Refuse to do things. He is learning that women just do things for him. It's disrespectful. Does he even say thank you? It's not fair that he acts like a baby and is useless around the house.

Also, they are going to uni soon, don't make the flatmates that never clean, help with the cleaning schedule, and make and leave mess everywhere. Or the flatmates that expect their female flatmates to clean after them and never contribute, they are like that because that's what their mothers did for them. Happened to so many of my friends, etc, or they just actually couldn't do anything. Turn on an oven, and he didn't know to wash a chopping board after having raw chicken on it. Basic things.
Just get stricter on consequences. He ddoesn't clean, don't give him pocket money etc or whatever he likes.Have a family meeting and set out a cleaning schedule, and make it fair with the workload. Use something online or AI, etc, make it fair, but don't go easy on the tasks or the consequences. For some things, have a specific day - for others just say mid-end of the week, and he can sort out his schedules to work it in. He may be more busy on x so they can do Friday-Sunday, its also good for time management skills.Tell him the tasks, so if it's to clean the kitchen, then say sweep the floor, then wipe it with cleaning spray, clean the counters, and the microwave, etc. If he ddoesn't then he doesn't get his allowance, no WiFi after homework, etc, done, and he have to do it downstairs, so you can see. It's hard with cleaning as natural consequences are disgusting for you to live with, like leaving their dishes after a while is unhygienic, so I support natural consequences where you can use them but within reason of how it affects you. If he doesn't hoover or wash the dishes or cook, just cook for yourself and leave him to figure it out. He is more than old enough to cook 1/2 a week. On money, I recommend monzo or the Henry one for kids (can't remember exact name) as it has pots for saving during the week and is a good way to get used to budgeting like I have to go to x next week, and I need to pay x for the train so I have to only spend x on going to dinner or cinema with my friends. He need to learn, he is almost an adult.If he leaves plates in his room, then he can't use any downstairs till he cleans those ones. If he doesn't do laundry, don't do there's for him. He'll learn when he has no clean clothes.

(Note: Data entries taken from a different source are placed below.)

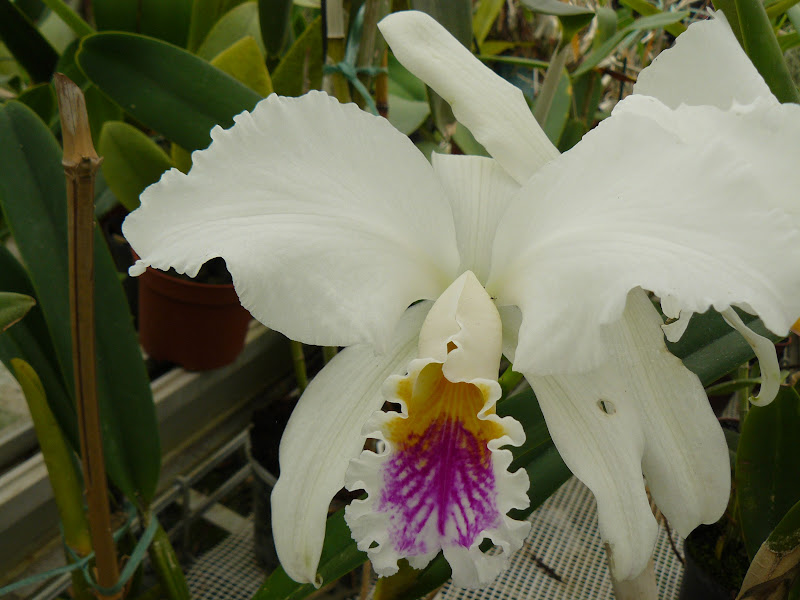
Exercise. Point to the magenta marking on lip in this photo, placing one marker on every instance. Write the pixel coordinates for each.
(441, 479)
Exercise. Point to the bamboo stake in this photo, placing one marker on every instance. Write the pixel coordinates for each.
(80, 169)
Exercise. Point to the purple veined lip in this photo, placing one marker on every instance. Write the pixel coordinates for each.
(439, 482)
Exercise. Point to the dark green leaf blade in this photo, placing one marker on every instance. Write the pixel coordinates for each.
(761, 45)
(34, 206)
(166, 88)
(13, 307)
(767, 461)
(339, 556)
(25, 43)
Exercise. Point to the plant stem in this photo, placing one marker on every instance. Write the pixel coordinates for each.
(80, 168)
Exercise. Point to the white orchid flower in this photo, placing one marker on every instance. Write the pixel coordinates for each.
(334, 226)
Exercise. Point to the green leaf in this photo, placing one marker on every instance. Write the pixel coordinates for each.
(244, 61)
(166, 88)
(274, 17)
(484, 18)
(41, 98)
(25, 43)
(205, 13)
(236, 24)
(766, 464)
(13, 307)
(339, 556)
(131, 161)
(711, 348)
(776, 9)
(34, 206)
(597, 54)
(304, 56)
(572, 18)
(644, 8)
(64, 477)
(166, 20)
(761, 45)
(100, 109)
(30, 340)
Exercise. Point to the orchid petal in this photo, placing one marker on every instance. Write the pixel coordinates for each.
(479, 191)
(494, 110)
(642, 410)
(442, 481)
(767, 358)
(664, 201)
(323, 434)
(311, 204)
(705, 66)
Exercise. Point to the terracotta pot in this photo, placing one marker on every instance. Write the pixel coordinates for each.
(199, 326)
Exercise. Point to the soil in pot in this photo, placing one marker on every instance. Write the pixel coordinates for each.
(707, 578)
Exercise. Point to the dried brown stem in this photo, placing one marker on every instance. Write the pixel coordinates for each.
(80, 169)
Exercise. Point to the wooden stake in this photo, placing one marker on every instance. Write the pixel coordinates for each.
(80, 169)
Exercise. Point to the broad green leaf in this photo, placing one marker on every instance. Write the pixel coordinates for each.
(205, 13)
(100, 109)
(166, 20)
(64, 477)
(244, 61)
(339, 556)
(767, 464)
(773, 575)
(25, 43)
(274, 17)
(484, 18)
(34, 207)
(776, 9)
(761, 45)
(238, 23)
(131, 161)
(573, 18)
(41, 98)
(164, 87)
(644, 8)
(301, 64)
(13, 307)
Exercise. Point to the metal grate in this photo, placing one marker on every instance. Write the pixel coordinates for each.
(563, 559)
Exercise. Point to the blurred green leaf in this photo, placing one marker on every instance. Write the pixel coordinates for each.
(245, 62)
(238, 23)
(41, 98)
(274, 17)
(13, 307)
(25, 43)
(594, 57)
(761, 45)
(34, 207)
(168, 89)
(300, 69)
(767, 462)
(166, 20)
(644, 8)
(205, 13)
(484, 18)
(573, 18)
(131, 161)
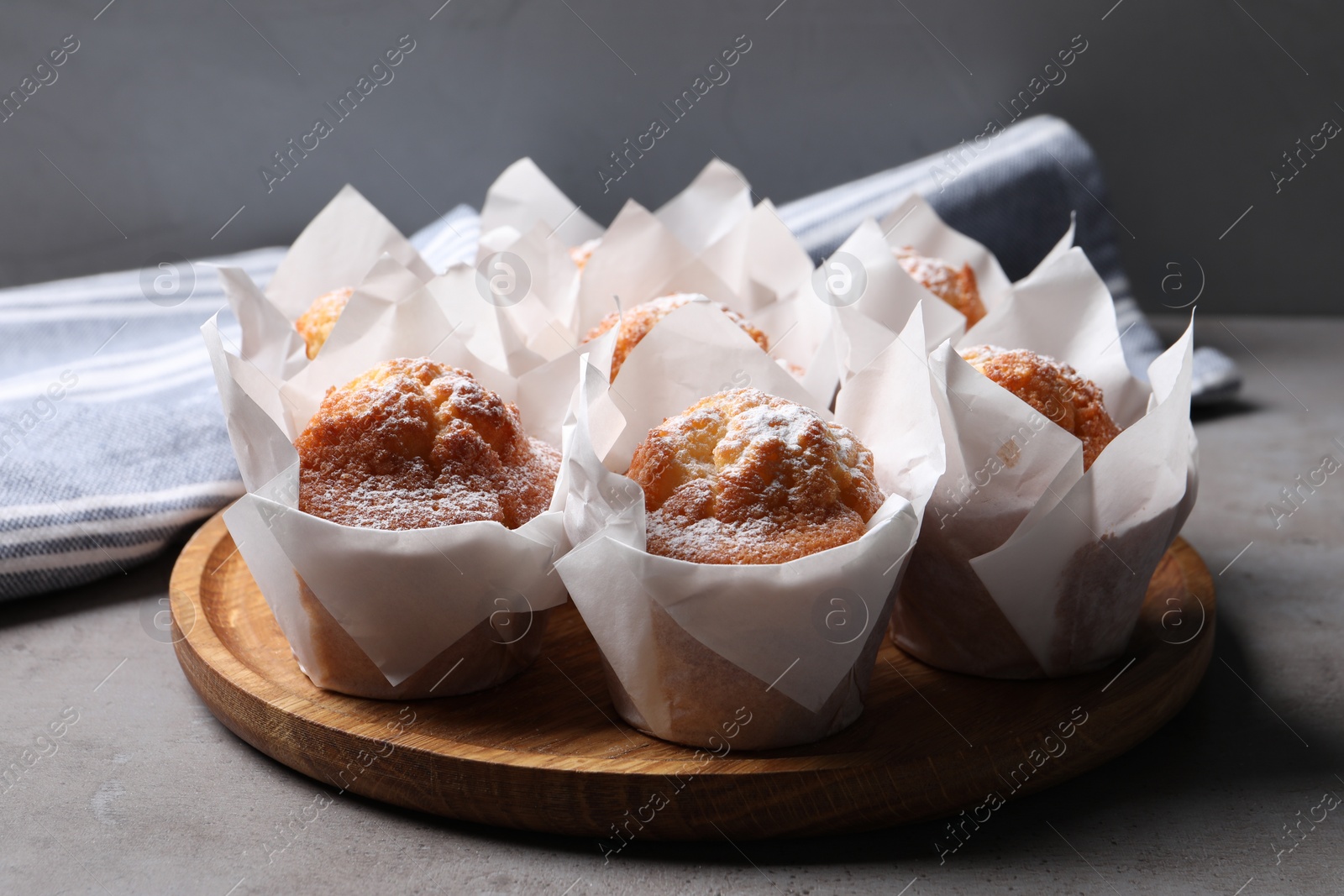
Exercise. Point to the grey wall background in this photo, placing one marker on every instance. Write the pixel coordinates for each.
(155, 129)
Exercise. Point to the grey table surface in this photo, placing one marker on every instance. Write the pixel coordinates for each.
(147, 793)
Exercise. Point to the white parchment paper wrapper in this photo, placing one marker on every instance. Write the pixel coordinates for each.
(707, 239)
(687, 645)
(866, 325)
(336, 250)
(1026, 564)
(369, 611)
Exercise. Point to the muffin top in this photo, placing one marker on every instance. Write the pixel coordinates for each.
(414, 443)
(1053, 389)
(954, 286)
(748, 477)
(638, 322)
(315, 325)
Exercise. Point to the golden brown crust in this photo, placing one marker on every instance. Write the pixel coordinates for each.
(748, 477)
(315, 325)
(413, 443)
(1053, 389)
(638, 322)
(584, 251)
(954, 286)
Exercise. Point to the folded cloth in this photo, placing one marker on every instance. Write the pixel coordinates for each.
(112, 439)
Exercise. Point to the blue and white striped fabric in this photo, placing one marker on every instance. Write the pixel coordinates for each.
(112, 441)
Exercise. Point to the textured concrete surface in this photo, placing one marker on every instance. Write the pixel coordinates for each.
(147, 793)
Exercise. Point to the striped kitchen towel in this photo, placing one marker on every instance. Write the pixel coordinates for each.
(112, 439)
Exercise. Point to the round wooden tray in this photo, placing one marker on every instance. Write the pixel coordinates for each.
(546, 752)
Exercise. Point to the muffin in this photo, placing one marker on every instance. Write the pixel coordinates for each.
(315, 325)
(638, 322)
(410, 445)
(413, 443)
(1055, 390)
(954, 286)
(748, 477)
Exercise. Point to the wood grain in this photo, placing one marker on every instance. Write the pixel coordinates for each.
(546, 752)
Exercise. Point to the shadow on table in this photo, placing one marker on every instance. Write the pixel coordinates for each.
(1226, 734)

At the moment I'm doing nothing for him. Nothing. No WiFi, no dinners cooked (he is perfectly capable of cooking nutritious meals for himself but is choosing to live on pancakes and eggs on toast), no laundry, no money, no lifts. No communication.

He tried again with me last night- "What do you want?" I said "I need you to stop talking to me like shit." Cue a massive tirade on how he never does, anyway I speak to him worse, starts calling me names etc.

He will do anything not to hear what I need to say to him. So we're at a stalemate.

crackofdoom · 23/10/2025 08:26

He would never listen or play fair at a family meeting- would just talk over me.